И воображение рисовало ему, как везет ее к венцу в наемном экипаже этакое наглое самодовольное ничтожество, а вскоре уже и кричит на нее в спальне и помыкает при людях, вычитывает за каждую истраченную копейку, напивается по вечерам до скотского состояния в замызганном трактире и заставляет ублажать себя в непотребном виде на мятых нечистых простынях.

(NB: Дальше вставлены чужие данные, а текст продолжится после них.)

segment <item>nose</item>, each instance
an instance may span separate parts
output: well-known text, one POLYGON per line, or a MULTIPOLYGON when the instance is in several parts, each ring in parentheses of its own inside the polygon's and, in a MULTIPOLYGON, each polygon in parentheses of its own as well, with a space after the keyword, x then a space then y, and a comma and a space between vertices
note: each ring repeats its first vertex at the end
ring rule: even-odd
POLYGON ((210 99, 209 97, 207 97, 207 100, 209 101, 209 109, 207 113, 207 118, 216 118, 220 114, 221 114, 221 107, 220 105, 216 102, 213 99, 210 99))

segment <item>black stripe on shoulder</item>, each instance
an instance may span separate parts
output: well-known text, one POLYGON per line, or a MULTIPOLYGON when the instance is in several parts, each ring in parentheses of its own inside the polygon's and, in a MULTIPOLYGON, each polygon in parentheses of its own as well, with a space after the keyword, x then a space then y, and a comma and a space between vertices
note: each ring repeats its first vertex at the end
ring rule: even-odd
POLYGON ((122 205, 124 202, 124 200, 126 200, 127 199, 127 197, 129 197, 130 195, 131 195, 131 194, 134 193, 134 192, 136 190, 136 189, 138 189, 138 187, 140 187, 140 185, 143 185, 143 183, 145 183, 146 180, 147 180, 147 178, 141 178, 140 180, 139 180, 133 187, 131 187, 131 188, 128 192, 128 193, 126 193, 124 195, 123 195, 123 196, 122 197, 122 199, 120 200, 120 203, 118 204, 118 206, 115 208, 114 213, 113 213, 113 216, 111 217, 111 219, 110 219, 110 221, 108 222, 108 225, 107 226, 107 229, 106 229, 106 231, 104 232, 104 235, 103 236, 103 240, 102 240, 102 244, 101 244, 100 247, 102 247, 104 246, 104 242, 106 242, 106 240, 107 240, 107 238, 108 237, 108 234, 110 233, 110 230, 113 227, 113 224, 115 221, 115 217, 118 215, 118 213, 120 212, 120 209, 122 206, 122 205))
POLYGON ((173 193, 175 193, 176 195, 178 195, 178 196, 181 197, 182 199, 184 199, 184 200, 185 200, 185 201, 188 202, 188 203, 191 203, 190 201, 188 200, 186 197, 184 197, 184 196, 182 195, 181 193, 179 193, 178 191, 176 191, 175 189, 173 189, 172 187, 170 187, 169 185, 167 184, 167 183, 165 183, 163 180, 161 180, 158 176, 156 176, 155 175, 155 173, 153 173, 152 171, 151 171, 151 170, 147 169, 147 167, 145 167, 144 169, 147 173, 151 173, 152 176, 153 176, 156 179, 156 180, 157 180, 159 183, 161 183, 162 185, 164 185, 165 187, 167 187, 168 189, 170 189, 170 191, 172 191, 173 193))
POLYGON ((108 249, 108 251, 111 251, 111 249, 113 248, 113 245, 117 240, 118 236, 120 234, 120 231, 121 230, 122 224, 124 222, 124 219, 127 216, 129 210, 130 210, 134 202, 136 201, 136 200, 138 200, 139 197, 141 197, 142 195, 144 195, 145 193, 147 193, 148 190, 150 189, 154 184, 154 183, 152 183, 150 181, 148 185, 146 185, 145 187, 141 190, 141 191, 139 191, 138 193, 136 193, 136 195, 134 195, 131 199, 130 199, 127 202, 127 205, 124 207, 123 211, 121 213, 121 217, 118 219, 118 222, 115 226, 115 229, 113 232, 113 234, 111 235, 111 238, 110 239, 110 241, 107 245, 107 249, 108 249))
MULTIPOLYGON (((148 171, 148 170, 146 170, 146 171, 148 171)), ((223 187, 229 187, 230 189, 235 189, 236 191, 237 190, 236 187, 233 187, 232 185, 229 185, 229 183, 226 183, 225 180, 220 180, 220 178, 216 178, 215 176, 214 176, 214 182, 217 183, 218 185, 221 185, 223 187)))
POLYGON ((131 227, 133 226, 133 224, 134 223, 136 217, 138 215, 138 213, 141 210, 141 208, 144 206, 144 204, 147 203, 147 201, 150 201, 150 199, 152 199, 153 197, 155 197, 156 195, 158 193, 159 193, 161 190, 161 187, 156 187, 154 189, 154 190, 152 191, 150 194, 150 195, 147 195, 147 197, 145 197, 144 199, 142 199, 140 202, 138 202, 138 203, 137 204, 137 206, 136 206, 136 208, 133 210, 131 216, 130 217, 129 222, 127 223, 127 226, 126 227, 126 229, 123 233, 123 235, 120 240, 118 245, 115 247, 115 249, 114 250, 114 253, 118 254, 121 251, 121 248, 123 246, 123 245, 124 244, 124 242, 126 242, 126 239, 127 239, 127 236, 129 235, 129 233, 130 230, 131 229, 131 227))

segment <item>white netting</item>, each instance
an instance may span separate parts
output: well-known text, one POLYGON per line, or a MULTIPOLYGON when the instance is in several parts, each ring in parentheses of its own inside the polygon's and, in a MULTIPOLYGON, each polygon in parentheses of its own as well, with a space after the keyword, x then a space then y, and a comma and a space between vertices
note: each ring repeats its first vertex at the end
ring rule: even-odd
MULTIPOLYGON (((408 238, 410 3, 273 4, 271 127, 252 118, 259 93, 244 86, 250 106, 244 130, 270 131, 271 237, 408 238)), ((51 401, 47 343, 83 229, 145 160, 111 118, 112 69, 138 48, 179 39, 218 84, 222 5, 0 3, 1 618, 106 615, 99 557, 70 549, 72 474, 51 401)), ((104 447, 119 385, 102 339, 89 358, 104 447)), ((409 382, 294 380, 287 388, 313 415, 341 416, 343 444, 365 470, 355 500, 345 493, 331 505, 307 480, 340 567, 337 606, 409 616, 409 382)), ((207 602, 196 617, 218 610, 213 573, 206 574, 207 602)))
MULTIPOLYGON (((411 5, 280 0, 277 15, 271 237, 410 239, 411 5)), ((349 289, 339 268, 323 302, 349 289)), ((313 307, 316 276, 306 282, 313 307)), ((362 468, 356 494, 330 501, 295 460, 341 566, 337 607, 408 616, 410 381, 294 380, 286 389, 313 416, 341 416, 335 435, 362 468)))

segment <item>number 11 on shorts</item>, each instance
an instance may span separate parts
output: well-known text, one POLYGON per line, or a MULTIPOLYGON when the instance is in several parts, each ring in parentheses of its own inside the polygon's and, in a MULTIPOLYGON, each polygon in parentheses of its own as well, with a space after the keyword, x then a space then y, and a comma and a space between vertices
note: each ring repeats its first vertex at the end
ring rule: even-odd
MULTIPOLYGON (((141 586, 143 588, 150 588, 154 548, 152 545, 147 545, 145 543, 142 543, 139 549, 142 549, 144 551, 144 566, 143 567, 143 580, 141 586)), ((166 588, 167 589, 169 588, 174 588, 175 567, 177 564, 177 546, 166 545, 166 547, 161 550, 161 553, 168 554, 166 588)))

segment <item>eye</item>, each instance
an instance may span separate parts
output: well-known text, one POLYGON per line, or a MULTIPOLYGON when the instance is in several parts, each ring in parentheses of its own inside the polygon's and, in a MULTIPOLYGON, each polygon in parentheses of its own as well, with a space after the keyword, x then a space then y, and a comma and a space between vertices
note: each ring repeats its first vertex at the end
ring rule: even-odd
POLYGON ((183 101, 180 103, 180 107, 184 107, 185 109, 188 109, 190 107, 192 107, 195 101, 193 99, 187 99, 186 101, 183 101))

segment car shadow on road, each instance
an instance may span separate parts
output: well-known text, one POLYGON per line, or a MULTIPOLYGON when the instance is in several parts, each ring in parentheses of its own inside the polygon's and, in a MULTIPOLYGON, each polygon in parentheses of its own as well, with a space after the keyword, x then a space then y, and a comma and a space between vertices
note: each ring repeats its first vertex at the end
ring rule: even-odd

Таким будет твое счастье, Розали?
И когда через пару десятилетий эти белоглазые, с тухлыми рыбьими мордами расселись по кабинетам с черными эбонитовыми телефонами и снисходительно заговорили в третьем лице: вас слушают, гражданин э… э… э… Б-р-р, Б-р-ы, Ольбромский! – не вынимая из слюнявых губ вонючей цигарки, – как каменел и сужался его зрачок, как вскидывался подбородок и тяжелела кисть.
Извечная нутряная брезгливая ненависть к этим отмороженным упырям шла оттуда, из того дня, когда он явственно представил их будущую власть над своей жаркой Таврией, над собственной своей судьбой и судьбами близких людей, эту темную глухую силу, простершую свои костистые мертвые лапы на целые поколения вперед.